At this point, it would be good to remember that we as a species have a lot of difficulty cleaning up oil spills and preventing housing bubbles. Or, as libertarian Tyler Cowen has noted on a more trivial level, “I am still waiting for an Internet Explorer that doesn't crash, and for an NBA with the common sense to move out the three-point line.”

The point is, our chances of effectively handling killer microscopic robots are not very good.

Reading the ravings of these libertarian transhumanists should prompt us to ask the ultimate question: Even if technology can help us live forever with our brains uploaded onto a computer chip, is that really a good way to spend eternity? Before you answer, consider the type of people you’d be spending millions of years hanging out with.
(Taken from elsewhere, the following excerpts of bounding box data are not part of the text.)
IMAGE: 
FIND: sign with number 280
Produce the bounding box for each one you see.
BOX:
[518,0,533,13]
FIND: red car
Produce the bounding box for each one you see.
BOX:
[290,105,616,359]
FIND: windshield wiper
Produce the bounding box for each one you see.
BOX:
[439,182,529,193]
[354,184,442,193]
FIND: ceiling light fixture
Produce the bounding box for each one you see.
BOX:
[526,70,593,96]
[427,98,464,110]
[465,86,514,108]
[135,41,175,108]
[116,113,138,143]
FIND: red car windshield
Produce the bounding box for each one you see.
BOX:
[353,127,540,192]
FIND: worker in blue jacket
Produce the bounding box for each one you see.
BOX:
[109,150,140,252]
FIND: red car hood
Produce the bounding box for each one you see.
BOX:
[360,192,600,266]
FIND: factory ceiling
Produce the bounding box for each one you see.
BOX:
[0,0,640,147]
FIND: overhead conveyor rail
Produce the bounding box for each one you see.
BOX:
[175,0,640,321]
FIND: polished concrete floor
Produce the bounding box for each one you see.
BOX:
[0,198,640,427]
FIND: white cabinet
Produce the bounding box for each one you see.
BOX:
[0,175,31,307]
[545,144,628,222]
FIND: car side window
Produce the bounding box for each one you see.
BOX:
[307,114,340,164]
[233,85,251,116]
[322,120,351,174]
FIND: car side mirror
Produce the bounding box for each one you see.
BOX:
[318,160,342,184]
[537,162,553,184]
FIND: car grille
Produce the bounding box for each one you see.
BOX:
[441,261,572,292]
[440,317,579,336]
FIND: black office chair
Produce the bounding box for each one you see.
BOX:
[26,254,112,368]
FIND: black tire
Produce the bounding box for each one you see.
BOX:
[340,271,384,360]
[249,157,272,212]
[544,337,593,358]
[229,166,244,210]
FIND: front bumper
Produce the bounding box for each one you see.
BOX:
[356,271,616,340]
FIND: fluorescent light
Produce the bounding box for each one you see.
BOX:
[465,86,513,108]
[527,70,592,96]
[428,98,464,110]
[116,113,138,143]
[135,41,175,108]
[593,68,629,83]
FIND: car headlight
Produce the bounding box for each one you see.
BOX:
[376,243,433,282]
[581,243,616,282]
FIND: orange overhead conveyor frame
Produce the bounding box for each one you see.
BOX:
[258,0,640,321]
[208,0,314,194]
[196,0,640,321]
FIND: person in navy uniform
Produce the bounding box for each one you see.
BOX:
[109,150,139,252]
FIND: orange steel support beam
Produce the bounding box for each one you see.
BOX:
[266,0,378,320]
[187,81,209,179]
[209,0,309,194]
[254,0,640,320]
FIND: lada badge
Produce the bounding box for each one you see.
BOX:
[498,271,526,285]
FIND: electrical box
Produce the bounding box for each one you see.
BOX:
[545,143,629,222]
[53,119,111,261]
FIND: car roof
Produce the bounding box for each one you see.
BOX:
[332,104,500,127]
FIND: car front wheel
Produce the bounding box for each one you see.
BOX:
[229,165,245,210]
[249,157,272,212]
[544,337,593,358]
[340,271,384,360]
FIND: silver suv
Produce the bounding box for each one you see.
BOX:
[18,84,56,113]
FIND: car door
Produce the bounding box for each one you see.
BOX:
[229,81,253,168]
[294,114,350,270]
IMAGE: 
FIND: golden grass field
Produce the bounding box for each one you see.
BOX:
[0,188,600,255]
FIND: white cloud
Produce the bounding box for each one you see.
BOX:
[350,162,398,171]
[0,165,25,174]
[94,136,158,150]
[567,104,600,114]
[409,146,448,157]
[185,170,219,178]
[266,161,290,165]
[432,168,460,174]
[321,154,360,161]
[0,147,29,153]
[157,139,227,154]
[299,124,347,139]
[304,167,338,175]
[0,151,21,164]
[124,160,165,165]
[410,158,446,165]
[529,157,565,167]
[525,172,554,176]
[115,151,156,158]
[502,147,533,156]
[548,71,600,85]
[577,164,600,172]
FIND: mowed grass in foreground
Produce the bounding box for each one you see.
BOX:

One of them would be Bryan Caplan, a George Mason University economics professor and another libertarian proponent of unfettered adoption of any and all new technology. Caplan’s dream is to create a clone baby of himself and then raise himself as his own son.

“Yes, I wish to clone myself and raise the baby as my son,” he confessed earlier this year. “I want to experience the sublime bond I'm sure we'd share. I'm confident that he'd be delighted, too, because I would love to be raised by me.”

What kid doesn’t dream of being created as his father’s own vanity project? That beats owning a pony any day.

But seriously, is living forever really worth it if it means you get stuck on the same computer chip as Caplan and his robo-clone kids? No one wants to die, but the thought of living forever among narcissistic libertarian cyborgs makes death’s cold embrace seem more like a squishy hug from the Easter Bunny.